I am currently cycling through a schema-on-read data modeling process on a specific task for one of my clients. I have been presented with a data set and have been asked to consider how that data can be best analyzed using a graph-based data management system. My process is to load the data, examine whether I have created the right graph representation, execute a few queries, and then revise the model. I think I am almost done with this process, except that as I continue to manipulate the model for analysis I notice yet one more thing about the data that I need to tweak before I can really start to analyze the data.
As soon as I am done with my modeling process, I would like to share the results of my process with others interested in analyzing the same data. While they may want to adjust the model somewhat, the fact that I have already allocated time to assess what is in the data set and how it can be represented in the graph model means that most other analysts don’t need to duplicate my effort.
If you recall my previous post, I suggested that assigning the role of data modeler to a data analyst may be a drawback to the use of a schema-less data lake unless there were some way to collaborate about the modeling process.

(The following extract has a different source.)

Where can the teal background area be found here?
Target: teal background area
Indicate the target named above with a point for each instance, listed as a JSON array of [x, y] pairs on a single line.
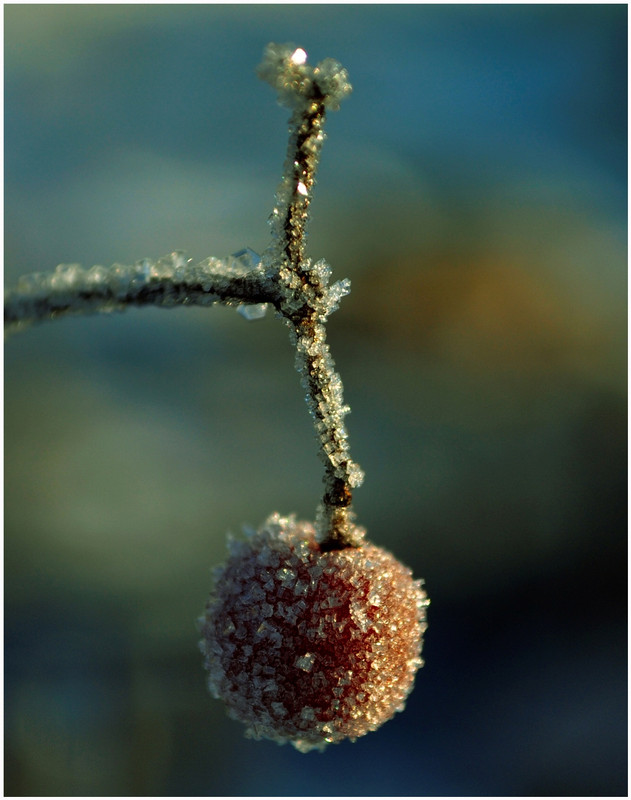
[[474, 189]]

There are two aspects to creating this collaboration. The first is the knowledge capture aspect, in which the details of the consumer’s data model’s data entities, characteristics and relationships are documented within a metadata repository that is shared among the user community. This complements the use of a metadata repository for source data information (see my earlier post on the use of metadata).
The second is the practical implementation of shared models using data virtualization technology. By adapting the developed consumer data models within a data virtualization interface, other data users can experiment with existing renderings of the data to see if any already meet their analytics needs. If not, then any of the documented models can be used as a starting point – or, if all else fails, the analyst can start from scratch to develop his or her own model.
This suggests that there is hope in layering some standards and consequently governance over the consumption of schema-on-read data from a big data platform. By enabling a collaborative framework for model design and implementation, a governance team can impose standards for consistency in use and interpretation across the enterprise.
2 Comments
Data modeling has never achieved a level of precision and most data models represent a single view of data. Data models lack semantic precision due to the lack of metadata design discipline. Schema on read provides an opportunity for further chaos by allowing data consumers to use data with even less regard to the semantics. Manipulating the data is easy with today's tools. Explaining the approach and proof behind the manipulation is not so easy. Schema on read is not data modeling as it lacks even the basics of data modeling practices which themselves are lacking discipline.
Richard, I think your post shows that you agree with what I am saying. The attempt to create a single "model" of the data will no longer satisfy the needs of the users who are trying to solve their problems with little or no practical backgrounds in data management. That being said, any attempt by a data user to impose some structure is a model, even if it is not one that demonstrates the elegance of a pure design provided by an experienced data practitioner. In the end, people are going to do what they can do within the constraints of data policies but will certainly bypass those policies if they impede their ability to progress. Perhaps the best way to proceed is to have direct engagement between the data practitioners and the business data users and provide collaborative guidance in superimposing models that actually lead to increased consistency with accepted semantics.